ICRA2023 VLMaps

Visual Language Maps for Robot Navigation

Motivation

Without grounding language onto a spatial representation, these systems may struggle to：

recognize correspondences that associate independent observations of the same object
localize spatial goals e.g., “in between the sofa and the TV”
build persistent representations that can be shared across different embodiments, e.g., mobile robots, drones

两大卖点

对语言和空间的感知理解能力：Localize spatial goals beyond object-centric ones, e.g., “in between the TV and sofa” or “to the right of the chair” or “kitchen area” using code-writing LLMs, expanding beyond capabilities of CoW or LM-Nav.
多智能体协作,不同的robots对应不同的obstacle maps: can be shared among multiple robots with different embodiments to generate new obstacle maps on-the-fly (by using a list of obstacle categories)

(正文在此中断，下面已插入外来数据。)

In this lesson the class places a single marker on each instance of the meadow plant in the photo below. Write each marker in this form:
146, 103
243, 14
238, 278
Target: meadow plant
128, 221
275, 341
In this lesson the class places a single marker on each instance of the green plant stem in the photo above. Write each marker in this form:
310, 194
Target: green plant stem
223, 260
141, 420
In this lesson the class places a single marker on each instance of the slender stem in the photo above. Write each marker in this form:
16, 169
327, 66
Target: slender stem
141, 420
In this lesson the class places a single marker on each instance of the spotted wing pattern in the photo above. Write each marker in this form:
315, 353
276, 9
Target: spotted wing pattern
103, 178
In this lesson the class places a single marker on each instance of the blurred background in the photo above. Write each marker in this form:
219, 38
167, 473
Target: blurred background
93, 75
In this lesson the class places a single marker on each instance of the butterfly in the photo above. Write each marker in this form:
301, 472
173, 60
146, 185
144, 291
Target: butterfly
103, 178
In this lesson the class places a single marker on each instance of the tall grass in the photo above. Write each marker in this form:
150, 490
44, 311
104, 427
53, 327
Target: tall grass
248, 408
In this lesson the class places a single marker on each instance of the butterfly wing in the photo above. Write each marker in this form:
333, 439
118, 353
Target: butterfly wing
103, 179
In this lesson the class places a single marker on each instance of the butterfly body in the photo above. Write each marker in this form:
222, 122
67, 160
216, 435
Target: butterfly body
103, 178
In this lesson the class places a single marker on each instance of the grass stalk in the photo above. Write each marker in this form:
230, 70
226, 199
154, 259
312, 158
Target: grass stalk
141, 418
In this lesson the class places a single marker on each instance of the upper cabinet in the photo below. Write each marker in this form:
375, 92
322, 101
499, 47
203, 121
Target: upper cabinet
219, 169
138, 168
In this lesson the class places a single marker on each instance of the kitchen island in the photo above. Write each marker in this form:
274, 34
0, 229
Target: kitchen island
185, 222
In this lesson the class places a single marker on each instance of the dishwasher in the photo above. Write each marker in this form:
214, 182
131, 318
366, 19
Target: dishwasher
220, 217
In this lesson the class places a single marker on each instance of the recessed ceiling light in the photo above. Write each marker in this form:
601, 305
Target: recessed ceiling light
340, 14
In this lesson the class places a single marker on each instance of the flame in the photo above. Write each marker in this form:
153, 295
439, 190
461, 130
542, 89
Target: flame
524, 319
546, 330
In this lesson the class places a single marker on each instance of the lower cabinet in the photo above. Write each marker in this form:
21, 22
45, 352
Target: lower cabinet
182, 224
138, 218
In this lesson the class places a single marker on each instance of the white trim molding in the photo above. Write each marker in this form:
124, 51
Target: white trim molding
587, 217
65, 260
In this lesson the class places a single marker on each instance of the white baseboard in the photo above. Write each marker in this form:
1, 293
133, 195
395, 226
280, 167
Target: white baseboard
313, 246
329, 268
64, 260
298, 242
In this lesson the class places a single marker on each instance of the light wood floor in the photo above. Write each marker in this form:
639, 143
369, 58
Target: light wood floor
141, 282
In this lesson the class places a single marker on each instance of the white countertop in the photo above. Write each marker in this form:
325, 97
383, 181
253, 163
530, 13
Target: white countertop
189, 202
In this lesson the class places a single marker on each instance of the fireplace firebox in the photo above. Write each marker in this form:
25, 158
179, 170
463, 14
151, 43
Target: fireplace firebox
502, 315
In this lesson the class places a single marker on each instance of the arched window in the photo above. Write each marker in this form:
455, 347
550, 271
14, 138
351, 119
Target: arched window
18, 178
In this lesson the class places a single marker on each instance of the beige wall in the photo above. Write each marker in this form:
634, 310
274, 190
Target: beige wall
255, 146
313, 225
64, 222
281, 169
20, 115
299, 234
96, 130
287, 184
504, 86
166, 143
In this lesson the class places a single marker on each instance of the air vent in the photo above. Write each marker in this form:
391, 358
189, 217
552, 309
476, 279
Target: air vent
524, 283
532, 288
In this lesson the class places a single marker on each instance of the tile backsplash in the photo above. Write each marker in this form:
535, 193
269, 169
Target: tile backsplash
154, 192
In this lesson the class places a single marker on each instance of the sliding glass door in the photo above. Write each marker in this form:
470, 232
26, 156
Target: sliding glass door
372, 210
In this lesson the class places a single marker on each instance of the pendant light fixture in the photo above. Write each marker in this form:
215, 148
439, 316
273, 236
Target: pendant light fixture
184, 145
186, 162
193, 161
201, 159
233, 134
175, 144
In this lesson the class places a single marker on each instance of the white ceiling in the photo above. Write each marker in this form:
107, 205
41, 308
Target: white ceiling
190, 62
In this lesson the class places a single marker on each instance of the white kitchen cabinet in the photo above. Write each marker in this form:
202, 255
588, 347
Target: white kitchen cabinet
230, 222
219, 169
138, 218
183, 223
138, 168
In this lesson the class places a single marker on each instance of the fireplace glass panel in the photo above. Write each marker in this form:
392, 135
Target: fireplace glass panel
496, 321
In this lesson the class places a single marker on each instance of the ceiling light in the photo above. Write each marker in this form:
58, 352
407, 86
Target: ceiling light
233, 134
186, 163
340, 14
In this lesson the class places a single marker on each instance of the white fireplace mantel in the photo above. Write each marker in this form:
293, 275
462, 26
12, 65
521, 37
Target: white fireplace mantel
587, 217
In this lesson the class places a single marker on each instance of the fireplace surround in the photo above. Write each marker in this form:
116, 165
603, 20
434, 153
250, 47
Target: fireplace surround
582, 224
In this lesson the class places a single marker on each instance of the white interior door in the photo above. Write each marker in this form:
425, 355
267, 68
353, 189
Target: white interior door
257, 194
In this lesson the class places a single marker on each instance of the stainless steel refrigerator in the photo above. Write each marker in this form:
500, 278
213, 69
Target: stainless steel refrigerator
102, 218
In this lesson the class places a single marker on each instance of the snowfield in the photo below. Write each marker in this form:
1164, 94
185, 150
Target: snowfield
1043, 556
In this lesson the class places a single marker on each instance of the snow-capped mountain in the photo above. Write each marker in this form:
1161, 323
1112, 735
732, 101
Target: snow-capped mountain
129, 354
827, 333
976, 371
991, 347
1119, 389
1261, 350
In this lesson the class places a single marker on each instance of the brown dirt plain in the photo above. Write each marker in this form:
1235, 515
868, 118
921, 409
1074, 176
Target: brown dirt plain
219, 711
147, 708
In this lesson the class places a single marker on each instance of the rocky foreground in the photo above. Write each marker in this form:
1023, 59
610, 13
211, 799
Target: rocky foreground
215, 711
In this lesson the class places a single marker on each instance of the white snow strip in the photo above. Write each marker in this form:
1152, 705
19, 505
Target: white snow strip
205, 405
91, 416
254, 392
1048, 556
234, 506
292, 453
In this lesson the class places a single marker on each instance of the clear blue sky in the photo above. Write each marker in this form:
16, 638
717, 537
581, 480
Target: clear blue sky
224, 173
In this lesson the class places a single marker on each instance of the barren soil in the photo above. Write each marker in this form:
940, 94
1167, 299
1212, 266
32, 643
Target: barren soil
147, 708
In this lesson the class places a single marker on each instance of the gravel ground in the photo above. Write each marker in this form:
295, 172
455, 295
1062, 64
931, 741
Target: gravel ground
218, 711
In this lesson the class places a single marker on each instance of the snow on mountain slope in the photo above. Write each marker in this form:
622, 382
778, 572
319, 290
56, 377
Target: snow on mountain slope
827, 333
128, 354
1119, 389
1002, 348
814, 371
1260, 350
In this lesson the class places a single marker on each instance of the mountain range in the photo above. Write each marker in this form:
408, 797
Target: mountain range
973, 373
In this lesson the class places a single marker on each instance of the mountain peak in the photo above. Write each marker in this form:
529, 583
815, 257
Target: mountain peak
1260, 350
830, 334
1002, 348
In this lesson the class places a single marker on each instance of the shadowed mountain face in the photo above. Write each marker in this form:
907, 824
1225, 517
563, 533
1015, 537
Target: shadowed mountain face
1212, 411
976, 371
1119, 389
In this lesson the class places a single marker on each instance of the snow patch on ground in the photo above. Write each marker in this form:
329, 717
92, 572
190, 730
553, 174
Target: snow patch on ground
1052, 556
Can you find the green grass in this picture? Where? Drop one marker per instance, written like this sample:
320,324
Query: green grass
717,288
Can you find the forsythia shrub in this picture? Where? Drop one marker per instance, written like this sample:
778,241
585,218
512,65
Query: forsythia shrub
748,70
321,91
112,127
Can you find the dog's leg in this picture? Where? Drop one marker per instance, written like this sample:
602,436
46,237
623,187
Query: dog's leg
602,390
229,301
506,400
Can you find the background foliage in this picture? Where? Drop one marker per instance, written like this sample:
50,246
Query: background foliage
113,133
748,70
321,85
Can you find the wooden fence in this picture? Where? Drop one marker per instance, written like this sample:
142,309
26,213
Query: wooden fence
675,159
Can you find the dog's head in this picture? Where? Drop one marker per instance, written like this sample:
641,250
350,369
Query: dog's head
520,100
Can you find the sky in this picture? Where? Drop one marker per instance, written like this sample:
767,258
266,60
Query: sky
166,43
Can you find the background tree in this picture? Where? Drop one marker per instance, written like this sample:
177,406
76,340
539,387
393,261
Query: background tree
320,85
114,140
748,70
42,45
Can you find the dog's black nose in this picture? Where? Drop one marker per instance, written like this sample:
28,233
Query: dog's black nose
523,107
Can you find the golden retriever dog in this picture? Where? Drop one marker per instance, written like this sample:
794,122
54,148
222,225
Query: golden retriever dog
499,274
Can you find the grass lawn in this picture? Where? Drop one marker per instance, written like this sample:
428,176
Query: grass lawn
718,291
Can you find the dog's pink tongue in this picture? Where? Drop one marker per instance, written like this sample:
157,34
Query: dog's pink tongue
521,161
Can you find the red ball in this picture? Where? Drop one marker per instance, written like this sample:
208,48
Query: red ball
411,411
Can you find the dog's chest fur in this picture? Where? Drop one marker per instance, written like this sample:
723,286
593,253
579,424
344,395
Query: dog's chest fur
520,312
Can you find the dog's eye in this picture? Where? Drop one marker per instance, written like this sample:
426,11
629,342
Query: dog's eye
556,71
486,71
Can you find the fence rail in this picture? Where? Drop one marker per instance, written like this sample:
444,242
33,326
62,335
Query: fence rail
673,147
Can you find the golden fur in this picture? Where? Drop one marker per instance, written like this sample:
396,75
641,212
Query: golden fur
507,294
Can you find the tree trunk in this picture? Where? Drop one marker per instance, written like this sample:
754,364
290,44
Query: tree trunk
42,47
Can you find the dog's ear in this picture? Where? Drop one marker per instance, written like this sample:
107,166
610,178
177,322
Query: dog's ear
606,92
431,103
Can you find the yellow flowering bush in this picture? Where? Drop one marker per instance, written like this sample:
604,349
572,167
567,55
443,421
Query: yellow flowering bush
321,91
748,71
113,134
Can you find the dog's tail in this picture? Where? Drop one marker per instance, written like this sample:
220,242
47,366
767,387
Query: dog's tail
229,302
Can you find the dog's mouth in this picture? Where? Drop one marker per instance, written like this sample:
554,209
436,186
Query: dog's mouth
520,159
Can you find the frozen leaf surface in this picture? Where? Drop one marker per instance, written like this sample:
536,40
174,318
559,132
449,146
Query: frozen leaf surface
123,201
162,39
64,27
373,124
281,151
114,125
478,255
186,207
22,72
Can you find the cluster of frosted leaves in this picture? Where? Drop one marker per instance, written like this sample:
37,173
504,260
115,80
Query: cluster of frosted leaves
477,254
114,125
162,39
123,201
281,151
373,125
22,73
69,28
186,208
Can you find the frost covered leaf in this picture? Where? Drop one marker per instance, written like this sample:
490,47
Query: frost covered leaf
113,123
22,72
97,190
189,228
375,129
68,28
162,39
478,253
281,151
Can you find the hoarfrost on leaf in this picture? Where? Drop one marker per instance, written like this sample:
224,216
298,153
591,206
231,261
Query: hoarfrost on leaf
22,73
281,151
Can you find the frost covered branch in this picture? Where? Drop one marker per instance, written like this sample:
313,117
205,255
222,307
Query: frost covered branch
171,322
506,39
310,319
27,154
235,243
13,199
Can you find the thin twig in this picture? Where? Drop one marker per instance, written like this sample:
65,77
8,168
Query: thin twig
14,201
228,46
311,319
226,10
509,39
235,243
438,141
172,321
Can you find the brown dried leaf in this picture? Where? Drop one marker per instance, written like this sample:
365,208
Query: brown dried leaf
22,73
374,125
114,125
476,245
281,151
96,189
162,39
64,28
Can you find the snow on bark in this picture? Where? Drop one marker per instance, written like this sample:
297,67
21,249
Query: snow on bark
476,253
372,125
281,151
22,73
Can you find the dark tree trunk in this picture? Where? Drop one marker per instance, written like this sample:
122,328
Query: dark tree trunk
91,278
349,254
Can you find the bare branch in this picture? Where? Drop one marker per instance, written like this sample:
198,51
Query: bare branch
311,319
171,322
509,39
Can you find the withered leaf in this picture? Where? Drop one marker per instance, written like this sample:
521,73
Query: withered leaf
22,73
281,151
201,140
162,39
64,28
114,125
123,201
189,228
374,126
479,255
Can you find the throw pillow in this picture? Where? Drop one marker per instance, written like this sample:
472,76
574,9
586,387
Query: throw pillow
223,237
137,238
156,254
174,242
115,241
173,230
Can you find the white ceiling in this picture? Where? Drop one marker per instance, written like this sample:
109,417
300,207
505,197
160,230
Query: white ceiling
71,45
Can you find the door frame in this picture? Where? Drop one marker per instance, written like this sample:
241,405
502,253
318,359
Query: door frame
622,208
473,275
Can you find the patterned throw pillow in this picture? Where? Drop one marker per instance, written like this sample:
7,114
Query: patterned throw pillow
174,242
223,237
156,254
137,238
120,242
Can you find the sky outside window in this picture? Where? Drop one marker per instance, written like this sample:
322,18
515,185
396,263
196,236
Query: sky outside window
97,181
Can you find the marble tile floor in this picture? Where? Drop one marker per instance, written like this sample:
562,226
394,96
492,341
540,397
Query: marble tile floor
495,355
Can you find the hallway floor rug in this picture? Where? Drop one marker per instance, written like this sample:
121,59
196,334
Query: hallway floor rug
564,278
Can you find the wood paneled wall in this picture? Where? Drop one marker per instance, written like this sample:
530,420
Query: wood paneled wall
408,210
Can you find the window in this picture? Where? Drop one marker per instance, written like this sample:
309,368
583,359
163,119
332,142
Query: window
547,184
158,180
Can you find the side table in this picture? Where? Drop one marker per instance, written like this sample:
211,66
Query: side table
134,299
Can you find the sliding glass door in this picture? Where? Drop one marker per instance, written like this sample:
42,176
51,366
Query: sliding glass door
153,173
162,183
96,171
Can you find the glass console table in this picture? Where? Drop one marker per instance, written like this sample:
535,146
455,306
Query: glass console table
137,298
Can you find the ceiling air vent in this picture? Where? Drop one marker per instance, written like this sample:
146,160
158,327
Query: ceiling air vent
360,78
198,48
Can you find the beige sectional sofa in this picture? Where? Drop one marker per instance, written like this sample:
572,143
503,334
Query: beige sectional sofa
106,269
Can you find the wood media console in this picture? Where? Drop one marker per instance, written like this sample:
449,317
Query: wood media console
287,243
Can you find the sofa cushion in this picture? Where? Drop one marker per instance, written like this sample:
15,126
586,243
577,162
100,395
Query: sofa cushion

Generate new obstacle maps for new embodiments given natural language descriptions of landmark categories that they can or cannot traverse, e.g., “tables” are obstacles for a large mobile robot, but traversable for a drone.

both LM-Nav [13] and CoW [12] are limited to navigating to object landmarks and are less capable to understand finer-grained queries, such as “to the left of the chair” and “in between the TV and the sofa”

Methodology

构建一个spatial visual-language map representation，根据自然语言定位出landmarks(“the sofa”)或spatial references(“between the sofa and the TV”)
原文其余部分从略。